Independent of the service-upgrade pipeline above. Drives apt package updates + reboots on the 5 K8s VMs (master + 4 workers).

Stack

  • In-guest: unattended-upgrades runs apt upgrades within Allowed-Origins (-security, -updates, ESM). Package-Blacklist excludes runtime components (containerd, containerd.io, runc, cri-tools, kubernetes-cni, calico-*, cni-plugins-*, docker-ce). apt-mark hold on kubelet, kubeadm, kubectl (and runtime pkgs as belt-and-braces). Automatic-Reboot=false — kured handles reboots.
  • Reboot driver: kured (chart kured-5.11.0, app 1.21.0). Window Mon-Fri 02:00-06:00 Europe/London, period=1h, concurrency=1, reboot-delay=30s.
  • Reboot gate (sentinel): kured-sentinel-gate DaemonSet creates /var/run/gated-reboot-required only when (a) host needs reboot, (b) all nodes Ready, (c) all calico-node pods Running, (d) no node has transitioned Ready in the last 24h (24h soak window).
  • Reboot gate (Prometheus): kured --prometheus-url polls prometheus-server.monitoring.svc:80 before each drain. ANY firing alert blocks unless it matches the ignore-regex ^(Watchdog|RebootRequired|KuredNodeWasNotDrained|InfoInhibitor)$.
  • Health alert library: 10 alerts in the Upgrade Gates group (prometheus_chart_values.tpl): KubeAPIServerDown, KubeStateMetricsDown, PrometheusRuleEvaluationFailing, PVCStuckPending, RecentNodeReboot (the explicit 24h soak signal), MysqlStandaloneDown, ClusterPodReadyRatioDropped, NodeMemoryPressure, NodeDiskPressure, KubeQuotaAlmostFull. Plus the existing 200+ alerts in the cluster-wide library (anything firing blocks kured).
  • Notifications: kured notifyUrl posts drain-start/drain-finish to Slack via Vault secret/kured.slack_kured_webhook.
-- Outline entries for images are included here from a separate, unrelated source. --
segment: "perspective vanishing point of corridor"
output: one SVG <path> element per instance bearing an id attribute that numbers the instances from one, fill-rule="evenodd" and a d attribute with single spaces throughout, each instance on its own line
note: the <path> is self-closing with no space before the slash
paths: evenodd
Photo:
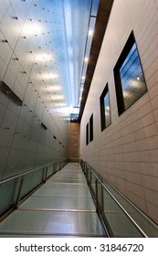
<path id="1" fill-rule="evenodd" d="M 103 237 L 80 165 L 69 163 L 0 224 L 0 236 Z"/>

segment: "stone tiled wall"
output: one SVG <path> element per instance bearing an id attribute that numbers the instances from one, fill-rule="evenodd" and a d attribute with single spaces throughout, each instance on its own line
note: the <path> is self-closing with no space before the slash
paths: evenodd
<path id="1" fill-rule="evenodd" d="M 113 68 L 133 30 L 148 91 L 118 115 Z M 111 124 L 100 130 L 100 96 L 109 84 Z M 86 146 L 93 112 L 94 139 Z M 80 127 L 86 160 L 158 222 L 158 1 L 114 1 Z"/>
<path id="2" fill-rule="evenodd" d="M 79 123 L 70 123 L 68 159 L 72 162 L 79 160 Z"/>

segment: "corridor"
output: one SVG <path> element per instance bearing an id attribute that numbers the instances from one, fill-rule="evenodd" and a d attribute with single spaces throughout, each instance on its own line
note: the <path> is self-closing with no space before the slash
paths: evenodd
<path id="1" fill-rule="evenodd" d="M 51 176 L 0 224 L 0 237 L 104 237 L 79 164 Z"/>

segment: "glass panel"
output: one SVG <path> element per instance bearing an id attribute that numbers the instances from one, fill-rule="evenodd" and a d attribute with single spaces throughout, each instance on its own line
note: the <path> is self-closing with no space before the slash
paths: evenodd
<path id="1" fill-rule="evenodd" d="M 146 85 L 135 43 L 120 69 L 120 76 L 126 110 L 146 92 Z"/>
<path id="2" fill-rule="evenodd" d="M 0 223 L 0 233 L 103 234 L 95 212 L 17 210 Z"/>
<path id="3" fill-rule="evenodd" d="M 142 237 L 132 222 L 123 213 L 105 213 L 106 219 L 117 238 Z"/>
<path id="4" fill-rule="evenodd" d="M 0 216 L 16 204 L 20 182 L 20 178 L 16 178 L 0 185 Z"/>
<path id="5" fill-rule="evenodd" d="M 110 95 L 109 91 L 104 97 L 104 109 L 105 109 L 105 124 L 106 127 L 111 124 L 111 108 L 110 108 Z"/>

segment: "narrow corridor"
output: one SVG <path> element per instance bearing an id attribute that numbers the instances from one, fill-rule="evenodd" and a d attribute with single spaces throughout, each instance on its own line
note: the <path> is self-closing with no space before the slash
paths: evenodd
<path id="1" fill-rule="evenodd" d="M 79 164 L 69 163 L 0 224 L 0 237 L 104 237 Z"/>

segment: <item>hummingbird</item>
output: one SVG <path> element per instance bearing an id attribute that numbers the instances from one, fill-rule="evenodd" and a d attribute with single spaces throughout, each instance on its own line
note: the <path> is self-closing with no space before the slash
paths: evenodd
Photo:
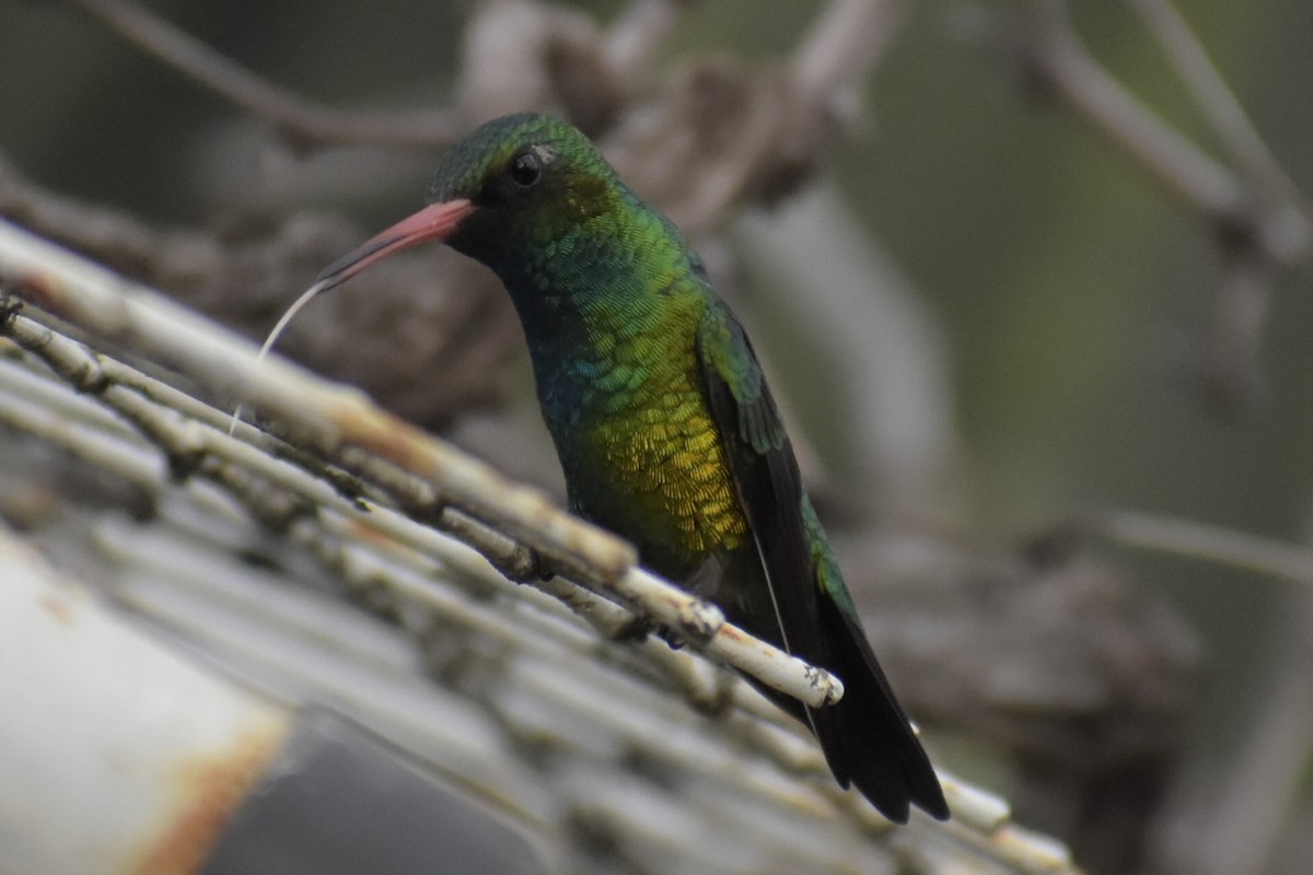
<path id="1" fill-rule="evenodd" d="M 452 147 L 427 207 L 331 264 L 302 300 L 428 240 L 491 268 L 509 293 L 570 510 L 735 624 L 836 674 L 843 698 L 825 707 L 756 686 L 885 817 L 906 823 L 915 804 L 947 820 L 752 345 L 675 224 L 566 122 L 506 115 Z"/>

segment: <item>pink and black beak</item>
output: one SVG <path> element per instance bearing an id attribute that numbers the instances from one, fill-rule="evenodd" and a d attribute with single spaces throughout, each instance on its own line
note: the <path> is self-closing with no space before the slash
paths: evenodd
<path id="1" fill-rule="evenodd" d="M 461 222 L 474 213 L 474 205 L 463 198 L 431 203 L 415 215 L 402 219 L 382 234 L 374 235 L 361 245 L 356 247 L 341 258 L 324 268 L 323 273 L 315 278 L 314 283 L 297 298 L 278 319 L 278 323 L 264 338 L 257 358 L 264 358 L 273 344 L 291 323 L 291 317 L 301 312 L 301 308 L 310 303 L 320 293 L 336 289 L 369 265 L 386 258 L 394 252 L 400 252 L 427 240 L 446 240 L 461 227 Z M 240 411 L 240 408 L 238 408 Z M 234 413 L 234 424 L 236 413 Z"/>
<path id="2" fill-rule="evenodd" d="M 446 240 L 471 213 L 474 213 L 474 205 L 465 198 L 431 203 L 415 215 L 374 235 L 324 268 L 323 273 L 315 278 L 312 289 L 315 294 L 328 291 L 394 252 L 428 240 Z"/>

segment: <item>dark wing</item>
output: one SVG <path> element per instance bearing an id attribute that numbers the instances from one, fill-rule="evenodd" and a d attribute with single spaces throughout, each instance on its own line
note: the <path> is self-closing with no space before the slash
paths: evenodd
<path id="1" fill-rule="evenodd" d="M 843 701 L 834 707 L 804 708 L 788 697 L 763 693 L 810 723 L 839 783 L 856 783 L 885 816 L 906 823 L 909 803 L 915 802 L 947 819 L 935 770 L 871 651 L 805 499 L 798 463 L 762 367 L 723 304 L 708 306 L 697 356 L 771 597 L 768 610 L 748 607 L 748 617 L 730 611 L 730 618 L 844 681 Z"/>
<path id="2" fill-rule="evenodd" d="M 702 316 L 697 357 L 775 614 L 773 623 L 760 615 L 734 619 L 790 653 L 815 659 L 821 624 L 798 463 L 747 335 L 718 302 Z"/>

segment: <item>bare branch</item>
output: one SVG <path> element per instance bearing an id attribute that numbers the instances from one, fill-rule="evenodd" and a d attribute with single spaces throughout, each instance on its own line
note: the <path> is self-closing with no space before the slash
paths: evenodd
<path id="1" fill-rule="evenodd" d="M 123 0 L 70 0 L 113 31 L 159 58 L 293 142 L 310 146 L 403 146 L 429 148 L 458 136 L 465 123 L 450 113 L 366 115 L 307 101 L 214 51 L 194 37 Z"/>

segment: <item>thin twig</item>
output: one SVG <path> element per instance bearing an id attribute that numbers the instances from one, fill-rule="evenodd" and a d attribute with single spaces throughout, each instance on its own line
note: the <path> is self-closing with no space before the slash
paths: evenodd
<path id="1" fill-rule="evenodd" d="M 1071 29 L 1061 0 L 1029 0 L 1027 8 L 1028 60 L 1040 83 L 1213 222 L 1233 223 L 1245 213 L 1249 198 L 1236 176 L 1163 123 L 1094 60 Z"/>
Alertmanager separately routes critical alerts to #alerts.

Source of truth

Concern Location
Package config (uu, holds, blacklist) modules/create-template-vm/cloud_init.yaml (within is_k8s_template)
kured Helm release + sentinel-gate DS stacks/kured/main.tf
Upgrade Gates alerts stacks/monitoring/modules/monitoring/prometheus_chart_values.tpl

Day-2 changes

Cloud-init only runs on first boot. Existing nodes are brought into compliance with a one-shot SSH push — see the runbook section "Restore / re-apply unattended-upgrades config to existing nodes" in docs/runbooks/k8s-node-auto-upgrades.md.

Why this design

The 26h cluster outage on 2026-03-16 was triggered by an unattended-upgrades kernel push that corrupted containerd's overlayfs snapshotter cluster-wide. The remediations:

  • 24h soak (sentinel-gate Check 4) gives a full day of observation between consecutive node reboots — broken updates show up as Prometheus alerts before any other node restarts.
  • Prometheus halt-on-alert turns ANY firing alert into a hard block — including the 6 Node Runtime Health alerts and the 10 Upgrade Gates alerts that explicitly model "the cluster is in a bad state."
  • Package-Blacklist on runtime components prevents the exact failure mode (containerd/runc auto-bumps).
  • Automatic-Reboot=false keeps reboot policy in kured (window, ordering, gating), not in apt.

Operational reference

See docs/runbooks/k8s-node-auto-upgrades.md for: verifying health, halting rollout, restoring config to a re-imaged node, rolling back a bad upgrade, and the past-incident timeline.